Да вот ещё что: ведь и Ивану Юрий не верил. Опасался, как бы тот нарочно не умыслил втравить его в безнадёжную склоку, чтобы тем скорее и вернее погубить и занять его место старшего.
А Иван нудил, льстил, настаивал:
- Я ли тебе, брат, не добра желаю! Я ли не чести ищу для тебя! Нощно и денно об одном молю Господа: чтобы сложилось все, как желал того батюшка! А кому и не складывать, как тебе! Видишь же, не дал мне Бог доблести…
- Зато хитростью наделил!
- Так и то не во грех, а на благо нам! - причитал Иван. - Вижу ясно, деваться нам некуда! Коли ноне об себе не заявим, навеки уйдёт под Тверь стол великий, заметит Михаил нам путь!
- Не перед дядей отрешиться боюсь, - огрызался Юрий. - Что он мне? В западню угодить не хочу!
- Да кто ж тебе яму-то выроет?
- Так ты же, Ваня, и выроешь…
- Что ты, что ты, Бог с тобой, брат!.. Коли велишь, так сам в Сарай побегу, молить за тебя буду хана! Да кто я там? Княжич бесправный!..
То лаялись, то мирились. Но сердцем Юрий с жутким и сладостным нетерпением уже ждал того мига, когда подохнет великий князь, чтобы прокричать себя первым!
Ну а уж когда из Сарая вернулся с ханским ответом Фёдор Бяконт, загодя посланный Иваном к хану с дарами, то и последние сомнения Юрия были сметены, как половодье сметает худые заплоты.

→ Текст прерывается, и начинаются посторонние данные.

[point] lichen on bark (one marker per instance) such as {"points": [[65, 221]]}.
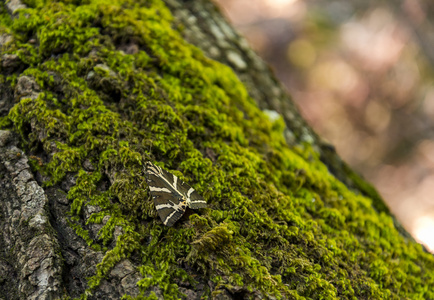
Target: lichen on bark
{"points": [[103, 86]]}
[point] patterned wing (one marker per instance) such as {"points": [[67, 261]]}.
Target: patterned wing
{"points": [[168, 200], [194, 200]]}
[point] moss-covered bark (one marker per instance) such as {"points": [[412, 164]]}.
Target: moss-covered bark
{"points": [[93, 89]]}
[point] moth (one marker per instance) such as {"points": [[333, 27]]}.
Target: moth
{"points": [[171, 195]]}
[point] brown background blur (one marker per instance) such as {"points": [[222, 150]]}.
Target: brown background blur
{"points": [[361, 74]]}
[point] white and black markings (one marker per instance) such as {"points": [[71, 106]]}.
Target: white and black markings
{"points": [[171, 195]]}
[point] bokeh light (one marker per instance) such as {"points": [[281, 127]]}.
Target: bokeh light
{"points": [[364, 82]]}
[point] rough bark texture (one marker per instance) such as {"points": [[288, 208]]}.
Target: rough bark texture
{"points": [[90, 91]]}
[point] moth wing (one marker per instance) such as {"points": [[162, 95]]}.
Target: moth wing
{"points": [[167, 199], [194, 200]]}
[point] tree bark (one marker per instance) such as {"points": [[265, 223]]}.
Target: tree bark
{"points": [[90, 92]]}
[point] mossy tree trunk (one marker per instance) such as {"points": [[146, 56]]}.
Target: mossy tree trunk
{"points": [[91, 90]]}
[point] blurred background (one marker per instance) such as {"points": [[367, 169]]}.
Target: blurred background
{"points": [[361, 74]]}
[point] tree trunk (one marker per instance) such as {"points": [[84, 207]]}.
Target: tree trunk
{"points": [[92, 91]]}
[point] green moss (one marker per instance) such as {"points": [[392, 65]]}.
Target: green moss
{"points": [[277, 224]]}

Целью посольства Фёдора Бяконта было, во-первых, выведать отношение Орды к Москве, во-вторых, предупредить возможный ханский гнев на то, что племянник бесправно восстанет на дядю. Посольство увенчалось нежданной удачей.
Ответ из Сарая был скор и благосклонен: «Правосудный хан, волей, данной ему на земле предопределением Вечно Синего Неба, не вмешивается в дела своих улусов до тех пор, пока в них царят мир и согласие.
Дело русских самим решать, кто из них более достоин ханского ярлыка, согласно их обычаям и законам. Дело же хана заключается в том, чтобы из достойных отличить лучшего. А потому хан полагает допустимым и племяннику встать над дядею, если племянник более предан и угоден хану, чем дядя…»
Вот так примерно.
Когда Иван ещё по весне передал Юрию ханский ответ, всё было решено окончательно и бесповоротно. И уже ничто: никакие посулы, никакие угрозы, никакие проклятия - не могли отвратить Юрия от решённого. Коли уж цель определилась, так в достижении её Юрий был не менее упорен, чем батюшка или младший брат. А по бездумию своему и горячности даже решительней их обоих, потому что, решившись, уже не знал никаких преград. Убедить его было трудно. Но уж переубедить - невозможно.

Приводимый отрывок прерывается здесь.